In the afternoon trading session, market participants said the market felt worse than last Thursday and Friday and yields were up at least 20 basis points outside 10 years.

“It’s worse today,” the Chicago trader said. “We are buying today at levels that are 200 basis points cheaper than a month ago on the 10-year.” In odd-lot trading, he bought a double-A 15-year 4.75% coupon bond at 5%.

“There are good deals now and it’s definitely getting cheaper. Retail is starting to dip their toes in but with the institutional selling and the size of the calendar it won’t make a difference.”

Still, other traders said the market started to feel a little better than last week. “It doesn’t seem as bad,” a Boston trader said, adding buyers were just starting to show interest in the market again. “When you can sell 5% coupon bonds to retail near par, they come out of their bunkers.”

This trader said the market was five to 10 basis points weaker but was very credit-specific. “Some credits are holding in much better than others,” he said.

“We don’t seem to be getting the panic phone calls today,” the trader said. “The initial surge last week was the nervous nelly retail who want to get out instantaneously. Now they are out of the way and we have people who have the benefit of historical knowledge and don’t need to completely panic. Some munis are 140% of Treasuries and that’s ludicrous. People are starting to poke their heads up.”

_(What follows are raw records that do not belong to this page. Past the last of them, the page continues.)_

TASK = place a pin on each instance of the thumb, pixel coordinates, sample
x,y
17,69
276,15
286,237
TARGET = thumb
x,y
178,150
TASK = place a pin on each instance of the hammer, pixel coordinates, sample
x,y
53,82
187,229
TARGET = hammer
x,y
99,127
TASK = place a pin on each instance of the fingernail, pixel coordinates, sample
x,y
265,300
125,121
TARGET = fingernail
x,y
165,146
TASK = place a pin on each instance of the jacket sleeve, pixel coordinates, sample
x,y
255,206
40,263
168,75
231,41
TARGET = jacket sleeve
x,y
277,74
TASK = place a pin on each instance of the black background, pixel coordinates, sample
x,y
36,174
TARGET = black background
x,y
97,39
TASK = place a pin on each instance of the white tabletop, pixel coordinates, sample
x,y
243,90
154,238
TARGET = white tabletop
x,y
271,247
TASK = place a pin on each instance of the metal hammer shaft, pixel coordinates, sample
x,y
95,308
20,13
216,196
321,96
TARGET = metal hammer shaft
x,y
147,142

In the secondary market, trades compiled by data provider Markit showed weakening across the curve. Yields on Dallas Water Works and Sewer System 5s of 2018 jumped 23 basis points to 2.00% and California’s Golden State Tobacco Securitization Corp. 5s of 2033 spiked 22 basis points to 7.15%.

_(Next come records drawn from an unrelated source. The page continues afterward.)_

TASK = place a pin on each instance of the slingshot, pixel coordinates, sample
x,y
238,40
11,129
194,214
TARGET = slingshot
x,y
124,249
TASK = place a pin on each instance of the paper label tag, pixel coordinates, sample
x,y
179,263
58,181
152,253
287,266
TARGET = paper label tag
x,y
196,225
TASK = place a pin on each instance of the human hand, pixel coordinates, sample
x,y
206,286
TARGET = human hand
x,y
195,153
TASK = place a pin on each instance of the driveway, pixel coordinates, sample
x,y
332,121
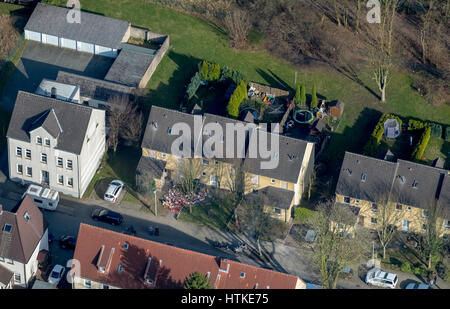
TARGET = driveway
x,y
41,61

Yields on Delaware Transportation Authority 5s of 2022 increased 18 basis points to 3.11% and Denton, Texas, 3.25s of 2032 rose 14 basis points to 5.05%.

Yields on the MMD scale ended as much as 20 basis points higher Monday. The 10-year and 30-year yields jumped 17 basis points each to 2.80% and 4.13%, respectively. The two-year yield increased 12 basis points to 0.55%.

Yields on the Municipal Market Advisors 5% scale closed as much as 19 basis points higher. The 10-year jumped 18 basis points to 2.96% and the 30-year yield spiked 15 basis points to 4.23%. The two-year yield jumped eight basis points to 0.58%.

Treasuries continued to weaken, though less so than their tax-exempt counterparts. The two-year yield increased three basis points to 0.40% and the benchmark 10-year yield jumped six basis points to 2.57%. The 30-year was steady at 3.57%.